A 1995 New York Times article noted white-gloved oshiya were still being deployed during rush hours, but called them "tushy pushers", or shiri oshi (尻 押し). Since 2000, rush-hour trains had become significantly less crowded, running at an average of 183 percent of capacity. By 2019, severe crowding has been largely eliminated on Japanese train lines outside of Tokyo. Train lines in Tokyo have had significant reductions in overcrowding and now run at an average of 163 percent of capacity. This was driven by increased capacity (a system-wide 60% increase in 2000 compared to 1970), and changing passenger demand dynamics caused by stagnant growth since 1990s, declining population and commuter incentives designed to make off-peak hour trains more inviting. This led to a decline in the number of pushers needed and largely confining them to the Tokyo area on some still extremely congested lines.

=== Madrid Metro===
In February 2017, Madrid hired "pushers" in its Metro to cope with increased numbers of passengers. Line 8, which connects the Madrid–Barajas Airport to Madrid's city center, was temporarily closed due to maintenance works, which caused a surge of passengers on other lines. In Spanish, subway pushers are literally called "pushers" (empujadores); they help passengers embark and make sure that carriage doors are properly closed. Some observers immediately made comparisons with the Japanese oshiya.
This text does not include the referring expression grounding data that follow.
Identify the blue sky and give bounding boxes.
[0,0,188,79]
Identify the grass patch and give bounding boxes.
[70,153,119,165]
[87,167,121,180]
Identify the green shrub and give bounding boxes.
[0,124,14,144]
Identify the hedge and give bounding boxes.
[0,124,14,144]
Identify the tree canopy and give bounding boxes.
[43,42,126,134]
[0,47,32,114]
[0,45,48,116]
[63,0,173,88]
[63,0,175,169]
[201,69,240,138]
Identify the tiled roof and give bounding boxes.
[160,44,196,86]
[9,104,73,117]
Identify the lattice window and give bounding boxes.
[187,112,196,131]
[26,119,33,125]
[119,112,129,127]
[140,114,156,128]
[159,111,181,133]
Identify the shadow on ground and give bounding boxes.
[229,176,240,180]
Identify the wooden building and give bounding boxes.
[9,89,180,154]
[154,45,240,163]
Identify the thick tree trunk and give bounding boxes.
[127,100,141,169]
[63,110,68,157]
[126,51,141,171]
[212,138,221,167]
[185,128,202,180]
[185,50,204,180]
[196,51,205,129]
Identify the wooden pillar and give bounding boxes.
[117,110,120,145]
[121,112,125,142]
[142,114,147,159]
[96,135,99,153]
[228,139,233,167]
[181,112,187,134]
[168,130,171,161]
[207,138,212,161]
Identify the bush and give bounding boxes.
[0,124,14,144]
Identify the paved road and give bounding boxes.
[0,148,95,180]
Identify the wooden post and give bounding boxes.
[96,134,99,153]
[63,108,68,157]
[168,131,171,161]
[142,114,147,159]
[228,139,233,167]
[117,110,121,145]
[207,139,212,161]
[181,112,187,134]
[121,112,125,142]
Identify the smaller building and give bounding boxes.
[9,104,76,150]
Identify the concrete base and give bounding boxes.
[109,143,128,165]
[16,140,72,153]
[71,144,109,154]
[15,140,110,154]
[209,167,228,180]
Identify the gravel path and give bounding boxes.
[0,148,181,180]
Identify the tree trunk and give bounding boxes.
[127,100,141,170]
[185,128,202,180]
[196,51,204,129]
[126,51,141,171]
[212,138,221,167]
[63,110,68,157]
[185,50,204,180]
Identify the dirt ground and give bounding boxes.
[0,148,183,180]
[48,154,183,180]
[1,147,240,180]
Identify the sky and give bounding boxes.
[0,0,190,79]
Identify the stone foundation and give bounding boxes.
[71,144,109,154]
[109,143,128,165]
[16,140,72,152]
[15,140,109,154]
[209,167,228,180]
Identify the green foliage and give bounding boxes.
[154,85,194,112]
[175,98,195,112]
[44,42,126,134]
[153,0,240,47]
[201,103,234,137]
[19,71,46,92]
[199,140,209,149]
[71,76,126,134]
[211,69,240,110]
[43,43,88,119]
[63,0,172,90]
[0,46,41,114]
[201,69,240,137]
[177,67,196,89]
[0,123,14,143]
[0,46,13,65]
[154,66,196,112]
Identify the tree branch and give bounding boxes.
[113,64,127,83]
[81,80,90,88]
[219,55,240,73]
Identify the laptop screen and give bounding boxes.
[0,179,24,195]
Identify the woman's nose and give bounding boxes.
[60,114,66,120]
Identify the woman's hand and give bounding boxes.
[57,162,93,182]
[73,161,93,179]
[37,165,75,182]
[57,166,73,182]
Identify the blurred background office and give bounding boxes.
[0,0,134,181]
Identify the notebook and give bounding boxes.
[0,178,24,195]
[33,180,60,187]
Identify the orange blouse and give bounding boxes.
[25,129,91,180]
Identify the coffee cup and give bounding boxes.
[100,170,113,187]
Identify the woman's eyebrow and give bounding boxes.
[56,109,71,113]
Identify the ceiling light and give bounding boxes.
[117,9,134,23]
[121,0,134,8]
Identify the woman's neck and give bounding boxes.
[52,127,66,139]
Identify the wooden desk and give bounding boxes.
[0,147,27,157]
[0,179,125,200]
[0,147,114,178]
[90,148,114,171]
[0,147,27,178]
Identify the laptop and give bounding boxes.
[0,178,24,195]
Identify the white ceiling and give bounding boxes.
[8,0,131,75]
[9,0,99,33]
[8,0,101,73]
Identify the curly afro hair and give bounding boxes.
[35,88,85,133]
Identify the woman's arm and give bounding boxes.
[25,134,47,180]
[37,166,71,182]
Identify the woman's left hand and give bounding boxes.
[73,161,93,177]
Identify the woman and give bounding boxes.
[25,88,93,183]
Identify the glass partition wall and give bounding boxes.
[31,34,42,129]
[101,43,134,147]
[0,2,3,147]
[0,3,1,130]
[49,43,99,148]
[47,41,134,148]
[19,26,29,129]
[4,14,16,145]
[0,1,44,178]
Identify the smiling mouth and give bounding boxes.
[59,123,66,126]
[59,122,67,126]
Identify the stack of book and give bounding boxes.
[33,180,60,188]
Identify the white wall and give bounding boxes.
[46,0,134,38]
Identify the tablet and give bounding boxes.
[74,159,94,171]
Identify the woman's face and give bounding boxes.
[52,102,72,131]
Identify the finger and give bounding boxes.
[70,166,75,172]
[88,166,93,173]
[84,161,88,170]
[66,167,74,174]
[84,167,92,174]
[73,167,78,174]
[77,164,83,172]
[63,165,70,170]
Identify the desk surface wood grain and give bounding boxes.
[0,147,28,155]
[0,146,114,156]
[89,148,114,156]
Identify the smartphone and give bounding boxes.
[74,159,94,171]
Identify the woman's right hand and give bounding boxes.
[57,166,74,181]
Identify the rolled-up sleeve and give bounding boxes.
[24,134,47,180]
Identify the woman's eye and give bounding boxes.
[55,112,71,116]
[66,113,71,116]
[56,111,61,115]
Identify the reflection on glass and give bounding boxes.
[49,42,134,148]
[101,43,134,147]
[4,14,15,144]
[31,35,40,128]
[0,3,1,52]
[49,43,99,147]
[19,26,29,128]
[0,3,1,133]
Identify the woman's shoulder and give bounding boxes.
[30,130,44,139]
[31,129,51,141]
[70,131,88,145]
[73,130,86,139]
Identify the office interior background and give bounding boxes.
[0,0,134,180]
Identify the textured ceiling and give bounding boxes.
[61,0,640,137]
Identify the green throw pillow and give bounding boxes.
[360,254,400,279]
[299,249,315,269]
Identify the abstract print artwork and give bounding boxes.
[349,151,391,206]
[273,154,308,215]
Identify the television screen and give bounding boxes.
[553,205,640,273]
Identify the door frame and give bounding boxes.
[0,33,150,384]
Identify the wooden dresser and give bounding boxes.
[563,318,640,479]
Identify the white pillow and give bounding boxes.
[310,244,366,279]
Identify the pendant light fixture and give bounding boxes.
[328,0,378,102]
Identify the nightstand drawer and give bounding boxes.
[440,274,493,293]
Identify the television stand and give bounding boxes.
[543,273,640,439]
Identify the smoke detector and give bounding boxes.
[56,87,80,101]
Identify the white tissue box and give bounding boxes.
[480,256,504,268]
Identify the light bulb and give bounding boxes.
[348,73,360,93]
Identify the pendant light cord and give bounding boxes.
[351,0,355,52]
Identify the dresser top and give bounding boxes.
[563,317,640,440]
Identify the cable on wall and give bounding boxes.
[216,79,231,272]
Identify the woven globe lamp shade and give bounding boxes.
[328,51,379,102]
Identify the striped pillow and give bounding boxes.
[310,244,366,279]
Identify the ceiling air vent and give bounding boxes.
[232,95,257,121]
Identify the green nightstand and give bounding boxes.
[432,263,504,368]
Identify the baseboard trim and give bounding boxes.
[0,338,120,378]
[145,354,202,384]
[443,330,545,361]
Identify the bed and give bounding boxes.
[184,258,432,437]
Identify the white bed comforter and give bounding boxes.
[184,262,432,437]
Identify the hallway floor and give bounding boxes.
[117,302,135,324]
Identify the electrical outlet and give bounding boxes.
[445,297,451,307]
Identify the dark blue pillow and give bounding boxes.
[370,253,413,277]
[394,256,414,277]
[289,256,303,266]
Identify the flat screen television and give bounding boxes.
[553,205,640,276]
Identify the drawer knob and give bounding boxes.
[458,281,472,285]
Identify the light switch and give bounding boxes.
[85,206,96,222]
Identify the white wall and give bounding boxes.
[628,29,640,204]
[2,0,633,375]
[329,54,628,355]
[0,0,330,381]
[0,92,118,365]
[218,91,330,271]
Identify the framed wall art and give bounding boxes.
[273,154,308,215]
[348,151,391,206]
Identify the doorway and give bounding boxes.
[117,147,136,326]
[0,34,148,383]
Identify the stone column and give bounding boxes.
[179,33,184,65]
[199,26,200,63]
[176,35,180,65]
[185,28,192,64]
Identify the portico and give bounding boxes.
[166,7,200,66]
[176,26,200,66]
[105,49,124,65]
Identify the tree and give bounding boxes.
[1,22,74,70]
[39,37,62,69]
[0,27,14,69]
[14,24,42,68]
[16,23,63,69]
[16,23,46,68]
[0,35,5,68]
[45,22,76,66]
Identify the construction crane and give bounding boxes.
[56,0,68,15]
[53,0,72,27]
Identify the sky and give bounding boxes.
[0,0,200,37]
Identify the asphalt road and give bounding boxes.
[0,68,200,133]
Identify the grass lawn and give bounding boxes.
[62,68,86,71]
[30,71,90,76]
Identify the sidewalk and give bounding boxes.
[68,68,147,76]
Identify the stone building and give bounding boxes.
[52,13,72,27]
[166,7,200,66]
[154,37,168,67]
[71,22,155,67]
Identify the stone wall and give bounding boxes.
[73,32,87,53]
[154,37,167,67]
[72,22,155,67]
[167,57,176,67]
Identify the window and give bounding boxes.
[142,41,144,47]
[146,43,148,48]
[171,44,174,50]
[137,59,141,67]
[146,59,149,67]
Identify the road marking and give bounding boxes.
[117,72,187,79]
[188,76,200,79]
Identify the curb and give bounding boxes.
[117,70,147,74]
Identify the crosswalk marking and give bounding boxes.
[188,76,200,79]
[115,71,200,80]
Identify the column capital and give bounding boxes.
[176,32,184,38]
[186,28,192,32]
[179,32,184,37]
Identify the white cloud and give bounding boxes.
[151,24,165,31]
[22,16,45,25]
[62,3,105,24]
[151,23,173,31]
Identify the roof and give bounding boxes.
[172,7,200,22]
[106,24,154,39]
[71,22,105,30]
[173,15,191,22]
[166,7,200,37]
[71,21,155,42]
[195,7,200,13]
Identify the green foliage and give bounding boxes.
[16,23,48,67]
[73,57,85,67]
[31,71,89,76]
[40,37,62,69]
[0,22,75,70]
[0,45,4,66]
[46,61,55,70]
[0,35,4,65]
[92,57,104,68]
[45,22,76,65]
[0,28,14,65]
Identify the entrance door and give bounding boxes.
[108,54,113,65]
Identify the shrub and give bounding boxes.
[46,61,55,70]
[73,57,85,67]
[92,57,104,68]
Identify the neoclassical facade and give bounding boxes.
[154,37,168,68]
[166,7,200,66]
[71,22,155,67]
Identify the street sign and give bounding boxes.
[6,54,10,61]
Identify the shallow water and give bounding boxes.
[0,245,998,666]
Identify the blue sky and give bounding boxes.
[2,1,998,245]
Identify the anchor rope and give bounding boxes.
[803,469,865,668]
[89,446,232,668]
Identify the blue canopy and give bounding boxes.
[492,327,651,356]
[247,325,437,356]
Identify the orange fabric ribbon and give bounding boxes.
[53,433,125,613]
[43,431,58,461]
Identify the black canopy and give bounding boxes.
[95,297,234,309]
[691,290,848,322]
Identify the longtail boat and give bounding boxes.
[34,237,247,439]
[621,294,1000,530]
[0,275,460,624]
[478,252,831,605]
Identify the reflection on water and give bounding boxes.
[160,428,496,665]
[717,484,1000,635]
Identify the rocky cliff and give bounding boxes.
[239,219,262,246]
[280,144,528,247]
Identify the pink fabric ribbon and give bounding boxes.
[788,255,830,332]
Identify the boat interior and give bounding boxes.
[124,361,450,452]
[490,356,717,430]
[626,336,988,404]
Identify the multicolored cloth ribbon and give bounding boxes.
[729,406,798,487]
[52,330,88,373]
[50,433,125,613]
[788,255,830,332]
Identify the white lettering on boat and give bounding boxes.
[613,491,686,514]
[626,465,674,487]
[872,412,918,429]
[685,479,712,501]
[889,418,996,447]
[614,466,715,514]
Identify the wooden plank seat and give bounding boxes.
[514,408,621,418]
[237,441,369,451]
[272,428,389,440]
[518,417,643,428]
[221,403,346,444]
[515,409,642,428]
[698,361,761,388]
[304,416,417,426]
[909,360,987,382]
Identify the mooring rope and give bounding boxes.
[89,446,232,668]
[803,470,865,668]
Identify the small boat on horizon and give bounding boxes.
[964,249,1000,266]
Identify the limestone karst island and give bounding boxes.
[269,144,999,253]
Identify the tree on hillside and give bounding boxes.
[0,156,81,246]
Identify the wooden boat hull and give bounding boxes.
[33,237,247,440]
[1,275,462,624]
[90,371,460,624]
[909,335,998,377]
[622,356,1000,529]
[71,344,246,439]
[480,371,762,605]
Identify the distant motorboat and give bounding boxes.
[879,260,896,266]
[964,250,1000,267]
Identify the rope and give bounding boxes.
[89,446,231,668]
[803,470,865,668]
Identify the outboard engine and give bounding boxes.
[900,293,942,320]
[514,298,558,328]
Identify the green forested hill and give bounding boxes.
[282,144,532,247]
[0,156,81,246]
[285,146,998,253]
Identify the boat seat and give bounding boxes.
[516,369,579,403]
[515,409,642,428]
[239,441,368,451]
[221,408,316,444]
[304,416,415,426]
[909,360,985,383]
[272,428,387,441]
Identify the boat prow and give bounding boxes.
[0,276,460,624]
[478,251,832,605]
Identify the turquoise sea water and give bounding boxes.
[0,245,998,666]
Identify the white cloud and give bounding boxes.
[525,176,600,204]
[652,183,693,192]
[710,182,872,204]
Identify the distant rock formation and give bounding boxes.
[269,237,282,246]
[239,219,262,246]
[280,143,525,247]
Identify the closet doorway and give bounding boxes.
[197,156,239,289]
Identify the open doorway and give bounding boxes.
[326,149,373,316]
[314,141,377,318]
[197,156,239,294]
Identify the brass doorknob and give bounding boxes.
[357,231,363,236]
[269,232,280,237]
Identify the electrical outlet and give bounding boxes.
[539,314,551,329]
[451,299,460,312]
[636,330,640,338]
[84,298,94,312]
=== New York City Subway ===
The Metropolitan Transportation Authority hires "platform controllers" to direct crowds to minimize platform dwell times, although their duties do not include physically moving passengers. They perform similar duties as the subway guards, who performed similar duties in the subway through the 1940s.

=== Rhine-Main S-Bahn ===
Since 2015, Deutsche Bahn has been using pushers at Frankfurt's main train station (Frankfurt Hauptbahnhof) and at times at the Messe (trade fair) S-Bahn station and other highly frequented stations (e.g. Eschborn Süd). These platform attendants are called Einstiegslotsen (boarding guides; initially, they were called Fahrgastlenker, i.e. "passenger steerers"). As it was considered indelicate to actually "push" people forward physically, as is standard procedure e.g. in Tokyo-Shinjuku station, the Einstiegslotsen try to avoid direct physical contact. They concentrate on boosting passenger entry and barring the access to the closing doors to stop people trying to enter the full train.

== Notes ==

a. Crowding levels defined by the Ministry of Land, Infrastructure, Transport and Tourism:

100% — Commuters have enough personal space and are able to take a seat or stand while holding onto the straps or hand rails.
150% — Commuters have enough personal space to read a newspaper.
180% — Commuters must fold newspapers to read.
200% — Commuters are pressed against each other in each compartment but can still read small magazines.
250% — Commuters are pressed against each other, unable to move.